Par : Raphael McMahon*,

Latin America Reports

Le 18 novembre, les rues de Port-au-Prince, la capitale d'Haïti, ont été le théâtre d'un phénomène rare : des milliers d'Haïtiens ont célébré avec joie la qualification de l'équipe nationale haïtienne pour la Coupe du monde 2026. Cette qualification est historique, car pour la première fois depuis 1974, Haïti décroche sa place dans ce prestigieux tournoi.

L'équipe haïtienne a validé son billet pour la qualification en s’imposant 2-0 face au Nicaragua, grâce aux réalisations de Louicius Don Deedson et Ruben Providence. La rencontre, disputée à Willemstad (Curaçao), s’est tenue à l’étranger en raison des problèmes de sécurité qui empêchent Haïti de recevoir ses matchs à domicile.

Des bandes armées contrôlent la quasi-totalité de la capitale haïtienne. Le conflit entre ces bandes et les forces de sécurité nationales et internationales a déplacé près de 1,5 million d'Haïtiens

Étonnamment, la crise sécuritaire a également empêché le sélectionneur haïtien, le Français Sébastien Migné, de fouler le sol haïtien. Malgré cela, grâce à Migné et à une pléiade de stars haïtiennes et de la diaspora, les Grenadiers ont terminé premiers de leur groupe de qualification, devançant le Honduras, le Costa Rica et le Nicaragua.

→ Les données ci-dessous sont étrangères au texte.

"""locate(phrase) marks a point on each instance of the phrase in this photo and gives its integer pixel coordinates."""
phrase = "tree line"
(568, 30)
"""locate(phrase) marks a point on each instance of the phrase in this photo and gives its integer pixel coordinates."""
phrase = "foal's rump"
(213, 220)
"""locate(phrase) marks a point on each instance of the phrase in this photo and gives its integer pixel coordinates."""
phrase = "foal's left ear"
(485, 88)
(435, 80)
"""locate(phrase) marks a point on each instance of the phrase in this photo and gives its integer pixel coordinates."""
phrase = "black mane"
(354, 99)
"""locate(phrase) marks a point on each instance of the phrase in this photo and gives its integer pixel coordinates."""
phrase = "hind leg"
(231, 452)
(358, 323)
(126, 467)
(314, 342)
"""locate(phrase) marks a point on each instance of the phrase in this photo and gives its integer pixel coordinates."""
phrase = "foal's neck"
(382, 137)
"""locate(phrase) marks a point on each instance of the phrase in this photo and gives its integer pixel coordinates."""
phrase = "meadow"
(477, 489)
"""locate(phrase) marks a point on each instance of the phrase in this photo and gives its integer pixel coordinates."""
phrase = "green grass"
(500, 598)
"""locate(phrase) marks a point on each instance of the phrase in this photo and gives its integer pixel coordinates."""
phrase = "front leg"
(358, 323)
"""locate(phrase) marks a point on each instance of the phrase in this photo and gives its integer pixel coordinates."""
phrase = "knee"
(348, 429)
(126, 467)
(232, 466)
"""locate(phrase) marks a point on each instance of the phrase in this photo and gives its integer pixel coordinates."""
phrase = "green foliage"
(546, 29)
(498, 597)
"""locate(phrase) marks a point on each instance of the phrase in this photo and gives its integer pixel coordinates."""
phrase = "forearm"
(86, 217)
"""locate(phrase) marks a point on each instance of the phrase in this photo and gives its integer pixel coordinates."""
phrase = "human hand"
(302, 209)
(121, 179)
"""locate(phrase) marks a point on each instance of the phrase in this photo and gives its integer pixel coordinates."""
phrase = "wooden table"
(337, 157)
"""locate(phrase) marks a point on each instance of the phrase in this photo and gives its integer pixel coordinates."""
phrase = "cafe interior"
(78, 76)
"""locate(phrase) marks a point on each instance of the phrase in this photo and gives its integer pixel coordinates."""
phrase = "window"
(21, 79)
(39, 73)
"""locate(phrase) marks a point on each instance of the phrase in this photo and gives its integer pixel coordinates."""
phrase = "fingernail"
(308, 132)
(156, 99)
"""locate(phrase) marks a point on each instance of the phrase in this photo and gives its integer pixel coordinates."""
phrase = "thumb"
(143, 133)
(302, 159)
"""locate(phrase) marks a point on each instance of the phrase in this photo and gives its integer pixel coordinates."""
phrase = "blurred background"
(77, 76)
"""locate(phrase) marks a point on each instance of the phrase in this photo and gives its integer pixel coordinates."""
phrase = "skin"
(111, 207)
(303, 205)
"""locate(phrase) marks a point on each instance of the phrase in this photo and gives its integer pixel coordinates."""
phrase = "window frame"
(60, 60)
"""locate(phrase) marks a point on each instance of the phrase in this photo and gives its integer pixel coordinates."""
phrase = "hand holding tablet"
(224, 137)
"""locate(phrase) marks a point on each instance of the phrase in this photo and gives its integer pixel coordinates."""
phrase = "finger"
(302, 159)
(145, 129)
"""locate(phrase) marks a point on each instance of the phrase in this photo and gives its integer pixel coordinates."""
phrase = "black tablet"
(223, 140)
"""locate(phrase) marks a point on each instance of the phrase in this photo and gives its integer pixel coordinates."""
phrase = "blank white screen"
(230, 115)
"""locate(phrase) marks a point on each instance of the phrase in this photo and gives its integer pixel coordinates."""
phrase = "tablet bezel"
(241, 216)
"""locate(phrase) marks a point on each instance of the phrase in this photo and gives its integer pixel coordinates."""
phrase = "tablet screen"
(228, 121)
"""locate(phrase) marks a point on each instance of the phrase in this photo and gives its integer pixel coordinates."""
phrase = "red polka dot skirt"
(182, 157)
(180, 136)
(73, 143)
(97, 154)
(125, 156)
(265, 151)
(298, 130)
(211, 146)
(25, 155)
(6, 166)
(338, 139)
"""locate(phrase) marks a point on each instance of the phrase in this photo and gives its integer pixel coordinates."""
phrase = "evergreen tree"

Patrice Dumont, ancien sénateur haïtien de la ville de Léogâne, est un passionné de football de longue date. Commentateur sportif reconnu dans son pays, il est également professeur de sciences sociales, spécialiste des liens entre sport et relations internationales. Dans un entretien accordé à Latin America Reports, il a souligné que les victoires récentes de l’équipe nationale haïtienne rallument l’espérance et fortifient le moral d’un peuple éprouvé par la crise.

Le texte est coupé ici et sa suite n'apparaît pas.